S&P 500’s seven-week advance is still intact heading into next week, but the rally lost steam late this week. Rising bond yields and a surge in oil prices cut into Wall Street’s run of record gains.
Market gains powered by AI shares and better-than-expected earnings stalled on Friday. Oil prices jumped, Treasury yields rose, and investors faced new questions over the Fed’s ability to ease rates.
S&P 500 lost 92.74 points, or 1.2%, landing at 7,408.50 on Friday. The Dow Jones Industrial Average slipped 537.29 points, or 1.1%, to finish at 49,526.17. Nasdaq Composite fell 410.08 points, or 1.5%, closing at 26,225.14. Russell 2000, which tracks small caps, dropped 2.4% on the day and over the week.
S&P 500 and Nasdaq closed at new records Thursday, helped by tech strength. Nvidia jumped 4.4% on news its H200 chips got a green light for sale in China from the U.S. Other chip stocks lagged, with Qualcomm, Intel, and Micron down between 3.4% and 6.1%. The market had rallied more broadly in the prior session.

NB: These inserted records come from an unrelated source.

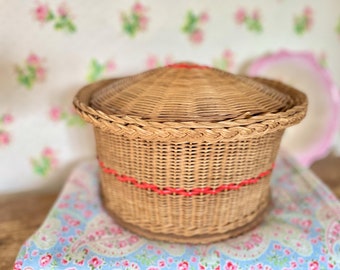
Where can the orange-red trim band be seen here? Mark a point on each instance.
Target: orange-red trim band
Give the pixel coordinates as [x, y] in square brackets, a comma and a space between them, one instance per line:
[182, 191]
[189, 66]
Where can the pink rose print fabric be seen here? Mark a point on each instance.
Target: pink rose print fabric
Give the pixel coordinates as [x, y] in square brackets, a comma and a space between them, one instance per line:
[32, 71]
[135, 20]
[61, 18]
[193, 26]
[5, 137]
[301, 231]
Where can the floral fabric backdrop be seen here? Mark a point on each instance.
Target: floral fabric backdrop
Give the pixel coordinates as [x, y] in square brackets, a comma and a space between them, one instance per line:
[49, 49]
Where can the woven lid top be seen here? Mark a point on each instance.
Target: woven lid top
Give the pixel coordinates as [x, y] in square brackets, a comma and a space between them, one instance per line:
[188, 92]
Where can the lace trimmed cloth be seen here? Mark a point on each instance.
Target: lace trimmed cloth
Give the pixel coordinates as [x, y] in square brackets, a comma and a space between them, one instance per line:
[301, 231]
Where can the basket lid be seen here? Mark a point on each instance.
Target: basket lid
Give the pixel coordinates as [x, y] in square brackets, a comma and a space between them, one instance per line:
[185, 92]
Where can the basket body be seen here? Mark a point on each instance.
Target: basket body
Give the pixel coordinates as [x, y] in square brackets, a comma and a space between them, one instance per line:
[186, 151]
[198, 218]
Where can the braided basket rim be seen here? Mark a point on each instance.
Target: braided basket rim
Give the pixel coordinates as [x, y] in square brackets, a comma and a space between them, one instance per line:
[231, 129]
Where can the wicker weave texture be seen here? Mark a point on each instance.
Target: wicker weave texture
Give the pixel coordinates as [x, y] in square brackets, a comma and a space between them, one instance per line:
[188, 166]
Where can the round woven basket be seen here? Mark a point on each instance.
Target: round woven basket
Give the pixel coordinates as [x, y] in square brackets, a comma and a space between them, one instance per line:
[186, 151]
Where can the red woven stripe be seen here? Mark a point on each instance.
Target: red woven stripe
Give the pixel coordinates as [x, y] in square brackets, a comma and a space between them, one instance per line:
[182, 191]
[189, 66]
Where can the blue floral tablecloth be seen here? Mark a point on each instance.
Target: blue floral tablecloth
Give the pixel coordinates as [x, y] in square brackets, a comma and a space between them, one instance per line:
[302, 231]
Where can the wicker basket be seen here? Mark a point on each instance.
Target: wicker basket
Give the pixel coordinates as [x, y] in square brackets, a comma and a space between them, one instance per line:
[186, 151]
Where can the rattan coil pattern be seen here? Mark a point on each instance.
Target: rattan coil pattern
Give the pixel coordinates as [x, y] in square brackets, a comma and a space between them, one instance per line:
[188, 128]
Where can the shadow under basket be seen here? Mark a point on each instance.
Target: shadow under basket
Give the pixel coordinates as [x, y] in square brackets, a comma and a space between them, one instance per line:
[186, 152]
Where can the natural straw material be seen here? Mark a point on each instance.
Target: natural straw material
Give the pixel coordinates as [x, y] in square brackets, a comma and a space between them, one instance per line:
[186, 151]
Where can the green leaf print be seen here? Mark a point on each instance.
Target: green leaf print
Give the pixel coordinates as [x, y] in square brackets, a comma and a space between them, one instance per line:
[191, 22]
[300, 25]
[95, 71]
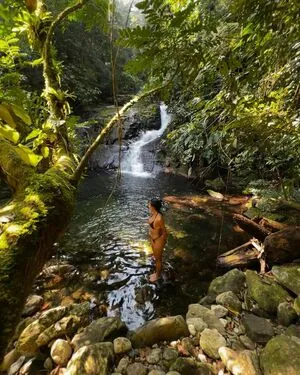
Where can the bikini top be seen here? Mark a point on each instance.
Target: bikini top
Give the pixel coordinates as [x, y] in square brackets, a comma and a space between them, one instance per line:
[152, 223]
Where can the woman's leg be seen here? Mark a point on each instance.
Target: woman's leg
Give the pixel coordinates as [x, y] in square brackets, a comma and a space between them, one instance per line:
[157, 248]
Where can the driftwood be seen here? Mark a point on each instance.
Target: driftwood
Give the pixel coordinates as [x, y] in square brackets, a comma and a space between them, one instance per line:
[276, 243]
[251, 227]
[239, 256]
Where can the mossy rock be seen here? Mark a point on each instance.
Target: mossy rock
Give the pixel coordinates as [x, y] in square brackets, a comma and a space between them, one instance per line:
[288, 276]
[266, 292]
[188, 366]
[232, 281]
[281, 356]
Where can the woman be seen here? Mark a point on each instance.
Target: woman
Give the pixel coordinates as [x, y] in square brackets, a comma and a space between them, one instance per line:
[158, 235]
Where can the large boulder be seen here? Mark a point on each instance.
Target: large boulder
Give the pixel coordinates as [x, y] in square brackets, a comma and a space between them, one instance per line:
[161, 329]
[188, 366]
[240, 363]
[283, 246]
[258, 329]
[211, 341]
[286, 314]
[33, 305]
[230, 301]
[266, 292]
[61, 352]
[281, 356]
[66, 326]
[288, 276]
[208, 316]
[91, 360]
[103, 329]
[231, 281]
[27, 341]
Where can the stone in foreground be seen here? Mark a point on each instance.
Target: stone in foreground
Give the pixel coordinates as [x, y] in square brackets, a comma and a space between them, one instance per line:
[92, 360]
[240, 363]
[258, 329]
[103, 329]
[281, 356]
[162, 329]
[211, 341]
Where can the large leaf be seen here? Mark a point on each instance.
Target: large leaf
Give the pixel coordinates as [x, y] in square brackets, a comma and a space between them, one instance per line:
[28, 156]
[9, 133]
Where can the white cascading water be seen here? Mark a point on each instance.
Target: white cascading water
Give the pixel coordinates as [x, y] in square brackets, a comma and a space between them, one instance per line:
[133, 163]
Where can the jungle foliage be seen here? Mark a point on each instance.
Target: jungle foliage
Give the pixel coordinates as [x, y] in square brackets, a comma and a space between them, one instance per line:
[235, 68]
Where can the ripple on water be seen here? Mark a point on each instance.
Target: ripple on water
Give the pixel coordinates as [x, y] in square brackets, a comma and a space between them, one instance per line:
[107, 242]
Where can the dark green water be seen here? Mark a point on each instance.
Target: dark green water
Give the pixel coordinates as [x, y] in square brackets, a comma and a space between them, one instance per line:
[107, 242]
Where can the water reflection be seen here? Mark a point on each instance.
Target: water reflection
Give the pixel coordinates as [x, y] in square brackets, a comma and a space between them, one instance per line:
[108, 243]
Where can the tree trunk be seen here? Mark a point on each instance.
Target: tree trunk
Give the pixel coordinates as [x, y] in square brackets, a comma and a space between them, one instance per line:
[251, 227]
[31, 223]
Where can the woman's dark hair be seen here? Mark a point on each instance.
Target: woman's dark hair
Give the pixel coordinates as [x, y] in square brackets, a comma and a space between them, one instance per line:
[156, 203]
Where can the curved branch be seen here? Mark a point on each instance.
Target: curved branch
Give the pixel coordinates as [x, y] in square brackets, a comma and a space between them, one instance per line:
[84, 161]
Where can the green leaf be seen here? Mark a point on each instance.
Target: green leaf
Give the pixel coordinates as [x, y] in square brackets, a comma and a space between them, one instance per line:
[21, 113]
[45, 151]
[28, 156]
[35, 133]
[9, 133]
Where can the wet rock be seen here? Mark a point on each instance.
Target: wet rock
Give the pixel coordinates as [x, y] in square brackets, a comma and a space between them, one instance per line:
[230, 301]
[169, 328]
[122, 345]
[99, 330]
[91, 360]
[32, 367]
[266, 292]
[15, 367]
[258, 329]
[247, 342]
[231, 281]
[196, 325]
[154, 356]
[66, 326]
[136, 369]
[123, 364]
[48, 364]
[188, 366]
[61, 352]
[281, 356]
[219, 310]
[33, 304]
[286, 314]
[170, 355]
[9, 359]
[211, 341]
[293, 330]
[297, 305]
[156, 372]
[283, 246]
[239, 363]
[199, 311]
[27, 340]
[288, 276]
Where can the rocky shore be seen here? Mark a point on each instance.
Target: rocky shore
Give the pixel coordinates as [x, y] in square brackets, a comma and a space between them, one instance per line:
[247, 324]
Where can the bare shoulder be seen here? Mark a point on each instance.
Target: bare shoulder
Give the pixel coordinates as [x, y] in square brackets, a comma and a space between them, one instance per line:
[160, 219]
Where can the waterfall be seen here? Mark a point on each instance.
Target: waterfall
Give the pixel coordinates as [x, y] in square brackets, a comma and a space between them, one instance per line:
[133, 162]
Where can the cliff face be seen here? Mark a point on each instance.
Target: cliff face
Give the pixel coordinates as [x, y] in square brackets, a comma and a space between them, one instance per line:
[138, 119]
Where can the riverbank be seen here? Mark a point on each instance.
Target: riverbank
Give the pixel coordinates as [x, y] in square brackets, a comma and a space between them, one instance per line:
[237, 328]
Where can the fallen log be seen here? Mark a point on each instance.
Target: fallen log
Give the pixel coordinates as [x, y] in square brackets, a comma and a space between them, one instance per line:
[271, 225]
[251, 227]
[239, 256]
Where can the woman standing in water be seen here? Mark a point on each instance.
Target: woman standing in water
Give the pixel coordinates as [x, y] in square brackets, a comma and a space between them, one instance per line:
[158, 235]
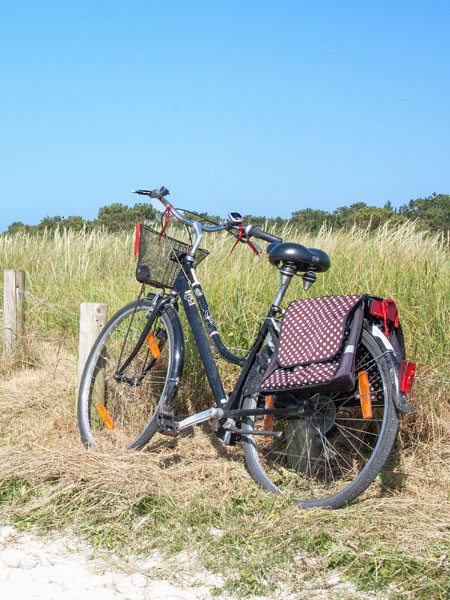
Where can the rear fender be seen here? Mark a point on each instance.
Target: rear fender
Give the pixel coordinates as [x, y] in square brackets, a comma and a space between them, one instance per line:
[393, 361]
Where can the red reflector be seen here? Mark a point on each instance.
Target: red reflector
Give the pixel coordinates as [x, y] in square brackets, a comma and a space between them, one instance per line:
[384, 309]
[407, 371]
[137, 239]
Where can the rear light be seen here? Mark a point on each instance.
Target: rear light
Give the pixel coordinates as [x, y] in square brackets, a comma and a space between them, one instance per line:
[407, 371]
[386, 309]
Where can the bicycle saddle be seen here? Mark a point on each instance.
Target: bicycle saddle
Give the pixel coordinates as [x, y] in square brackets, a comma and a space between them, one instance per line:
[304, 259]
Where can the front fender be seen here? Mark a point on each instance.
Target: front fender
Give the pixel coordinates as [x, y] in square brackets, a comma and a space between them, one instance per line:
[393, 361]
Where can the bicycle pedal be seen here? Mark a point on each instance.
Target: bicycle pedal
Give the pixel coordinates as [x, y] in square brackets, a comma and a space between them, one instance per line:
[167, 425]
[169, 433]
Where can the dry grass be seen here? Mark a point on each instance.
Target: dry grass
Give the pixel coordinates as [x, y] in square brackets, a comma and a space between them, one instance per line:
[194, 494]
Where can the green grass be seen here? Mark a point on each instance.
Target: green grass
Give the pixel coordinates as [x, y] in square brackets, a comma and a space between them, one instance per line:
[195, 496]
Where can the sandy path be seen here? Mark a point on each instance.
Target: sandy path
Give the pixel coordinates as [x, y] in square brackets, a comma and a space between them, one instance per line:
[61, 568]
[33, 568]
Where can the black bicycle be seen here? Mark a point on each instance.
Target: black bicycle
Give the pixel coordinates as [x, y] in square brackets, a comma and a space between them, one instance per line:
[322, 448]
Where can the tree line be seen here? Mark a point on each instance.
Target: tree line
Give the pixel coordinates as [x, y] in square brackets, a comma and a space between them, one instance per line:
[432, 212]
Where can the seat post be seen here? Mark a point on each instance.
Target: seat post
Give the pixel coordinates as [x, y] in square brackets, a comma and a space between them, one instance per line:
[287, 272]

Traders keep talking about the rally. “Everybody’s asking the same question: how much longer does this rally go on?” Robert Pavlik, senior portfolio manager at Dakota Wealth, told Reuters on Thursday. Michael Monaghan at Founder ETFs called the U.S.-China talks “very high stakes meetings.” By Friday, that phrase followed the mood in markets. Reuters
By Friday it was less clear. Kenny Polcari, chief market strategist at Slatestone Wealth, said the market had “gotten way ahead of itself” and was now looking at bonds and the data. “Inflation remains sticky,” he said. Reuters
10-year Treasury yields moved up 13.8 basis points to 4.597%. The 30-year yield climbed 10.9 basis points, landing at 5.122%. A basis point is one-hundredth of a percentage point. U.S. crude settled up 4.2% at $105.42 a barrel. Brent crude gained 3.35% to $109.26. High energy prices kept inflation in view.
Inflation numbers this week moved sentiment lower. April CPI rose 0.6%, giving the annual pace its sharpest jump since 2021. Reuters reported energy goods were behind more than 40% of the increase. Kansas City Fed President Jeffrey Schmid called inflation the most “pressing risk” for the economy. Reuters
U.S. equity funds added $22.37 billion for the week ending May 13, the most in three weeks, but flows stayed mixed. Demand for chipmakers and strong earnings pushed gains. LSEG data from Reuters showed about 83% of 455 S&P 500 companies beat first-quarter profit expectations.
Nvidia gets its turn next, with the company set to report fiscal Q1 numbers Wednesday, May 20, at 5 p.m. ET. CFO Colette Kress is slated to put out written remarks before the call. Investors are watching to see if AI demand is still enough to power Nvidia’s run and influence other stocks in the sector.
Retailers are on deck with earnings next week. NYSE market strategists named Home Depot, Lowe’s, Target, TJX and Walmart, all reporting in the coming days. Their numbers will show if shoppers keep spending or are only managing bigger bills from inflation.
Fed minutes coming Wednesday. The central bank plans to post its April 28-29 FOMC meeting notes at 2 p.m. ET. The FOMC decides interest rates. Traders are watching for clues on how much inflation was on officials’ minds before Friday’s jump in yields pushed rate chatter higher.
Risks stand out. Oil up and higher yields may force investors to look again at expensive growth stocks, especially AI leaders that rallied hard. A bad quarter from Nvidia, another downbeat retail outlook, or hawkish Fed minutes could easily turn Friday’s drop into more than a pause.